Further iterating my Gateway Station concept, I’ve tossed the Anker 555 in the closet and hooked up a TS4 from CalDigit. Under macOS, I’m finding that this works flawlessly and resolves the “Well, if I just use a second cable for power” issue I observed with the hub.

And then there’s windows (>_<).

One reason that I opted to get the newer TS4 is its love for 10 Gbit/s ports versus the older TS3 Plus. Basically the ports are either rated for 10 Gbit/s USB or 40 Gbit/s TB. Another reason is because of the Thunderbolt 4 / USB 4 capability made me wonder if it would be both backwards and forwards compatible with my desktop.

Migrating All The Things ™ to the CalDigit appears to work well enough for my purposes. I’ve no need for the DisplayPort or Ethernet port on the desktop side. All the USB ports appear to function when plugged into my ASMedia controller, and the only issue observed is that USB drives won’t work. I am unsure if this is due to power negotiation, or drivers. Under macOS, I can basically plug any damn thing in  without issue. Part of me is tempted to swap out the USB 3.1 10 Gbit/s card for a Thunderbolt card, and part of me just does not want to know what the fuck Intel’s NT drivers for that are like ^_^.

When I decided to consider a dock, I decided if I was going to spend the big bucks, which my previous solution was meant to avoid, that I was going to make sure it was cable of being the heart of my desk setup. Such that it could be the Single Point of Truth in connectivity instead of just the break out. That way if the desktop side of the coin proved sufficient I could do that, and if not, I could retain the previous configuration for Gateway Station. Compared to the Windows issues my previous arrangement had, it’s been a bigger issue finding room for the dock on my desk.
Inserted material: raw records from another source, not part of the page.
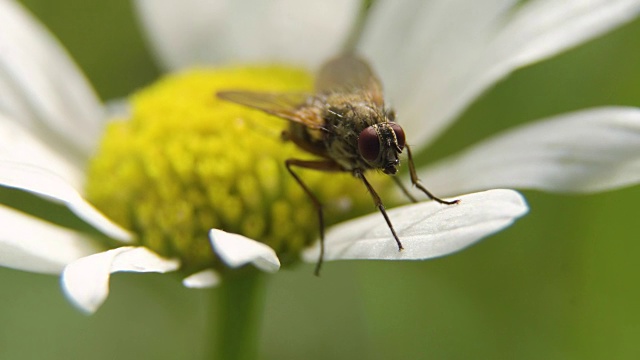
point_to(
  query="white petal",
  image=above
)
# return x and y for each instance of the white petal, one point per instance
(203, 279)
(86, 281)
(43, 89)
(459, 48)
(18, 145)
(427, 230)
(585, 151)
(30, 244)
(50, 186)
(185, 33)
(236, 250)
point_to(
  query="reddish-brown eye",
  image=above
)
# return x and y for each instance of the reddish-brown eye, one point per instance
(368, 144)
(399, 134)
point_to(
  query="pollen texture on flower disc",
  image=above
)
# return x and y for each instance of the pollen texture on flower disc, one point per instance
(186, 161)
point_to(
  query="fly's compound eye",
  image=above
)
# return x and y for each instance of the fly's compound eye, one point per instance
(368, 144)
(397, 129)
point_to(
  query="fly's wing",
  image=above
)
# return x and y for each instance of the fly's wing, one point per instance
(349, 73)
(289, 106)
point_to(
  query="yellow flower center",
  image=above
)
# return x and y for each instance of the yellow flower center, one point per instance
(185, 162)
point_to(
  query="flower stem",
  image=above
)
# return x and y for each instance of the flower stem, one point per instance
(240, 304)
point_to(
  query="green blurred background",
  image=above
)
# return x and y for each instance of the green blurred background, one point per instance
(563, 283)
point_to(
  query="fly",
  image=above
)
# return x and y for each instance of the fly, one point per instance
(346, 124)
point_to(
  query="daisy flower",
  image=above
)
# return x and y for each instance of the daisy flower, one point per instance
(185, 182)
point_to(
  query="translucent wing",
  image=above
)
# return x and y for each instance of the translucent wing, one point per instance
(349, 73)
(289, 106)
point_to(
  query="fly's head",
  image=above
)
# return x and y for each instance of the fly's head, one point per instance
(380, 145)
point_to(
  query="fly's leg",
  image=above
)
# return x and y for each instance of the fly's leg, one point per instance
(404, 189)
(379, 205)
(321, 165)
(416, 182)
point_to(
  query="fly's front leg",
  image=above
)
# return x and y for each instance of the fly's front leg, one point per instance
(321, 165)
(416, 182)
(404, 189)
(378, 202)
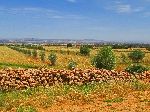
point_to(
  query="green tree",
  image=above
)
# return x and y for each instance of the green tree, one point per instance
(136, 56)
(34, 53)
(69, 45)
(42, 55)
(105, 59)
(52, 58)
(85, 50)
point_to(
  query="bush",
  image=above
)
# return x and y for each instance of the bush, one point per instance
(136, 68)
(105, 59)
(69, 45)
(34, 53)
(29, 53)
(136, 56)
(124, 58)
(42, 55)
(148, 48)
(84, 50)
(52, 58)
(72, 65)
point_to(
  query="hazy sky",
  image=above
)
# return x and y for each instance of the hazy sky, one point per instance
(118, 20)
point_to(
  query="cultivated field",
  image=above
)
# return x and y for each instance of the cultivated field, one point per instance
(28, 84)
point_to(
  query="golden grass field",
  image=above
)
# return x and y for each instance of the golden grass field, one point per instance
(10, 56)
(115, 96)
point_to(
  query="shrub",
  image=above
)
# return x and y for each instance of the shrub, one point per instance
(52, 57)
(72, 65)
(148, 48)
(84, 50)
(34, 53)
(105, 59)
(124, 58)
(42, 55)
(29, 53)
(69, 45)
(136, 56)
(136, 68)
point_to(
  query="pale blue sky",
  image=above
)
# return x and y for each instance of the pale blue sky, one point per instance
(118, 20)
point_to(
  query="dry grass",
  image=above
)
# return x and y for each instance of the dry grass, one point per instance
(97, 97)
(13, 57)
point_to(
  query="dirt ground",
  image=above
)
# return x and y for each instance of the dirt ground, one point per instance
(135, 102)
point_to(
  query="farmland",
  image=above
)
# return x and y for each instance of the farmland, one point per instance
(28, 84)
(64, 55)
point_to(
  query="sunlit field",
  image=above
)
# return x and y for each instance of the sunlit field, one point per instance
(31, 85)
(9, 57)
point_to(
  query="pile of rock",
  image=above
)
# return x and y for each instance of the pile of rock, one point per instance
(24, 78)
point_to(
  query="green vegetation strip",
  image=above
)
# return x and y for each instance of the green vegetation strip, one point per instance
(3, 65)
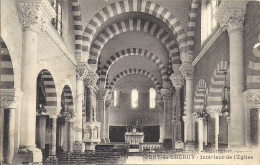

Considering that I can use Rimuru’s front panel USB ports when storage drives are required, and have USB-C extension cables that could be routed to the spare port on the ASMedia card, I’m not particularly concerned about my observations so far. My goal with this transition was to have my laptop become the core for the non gaming stuff and relegate my desktop to being focused on gaming. Thus far that’s working. The test that remains is to determine how reliable this turns out on the NT side.

And to remember to turn off my speakers so they don’t fallback to Bluetooth pairing mode, if I leave it connected to Rimuru instead of Shion.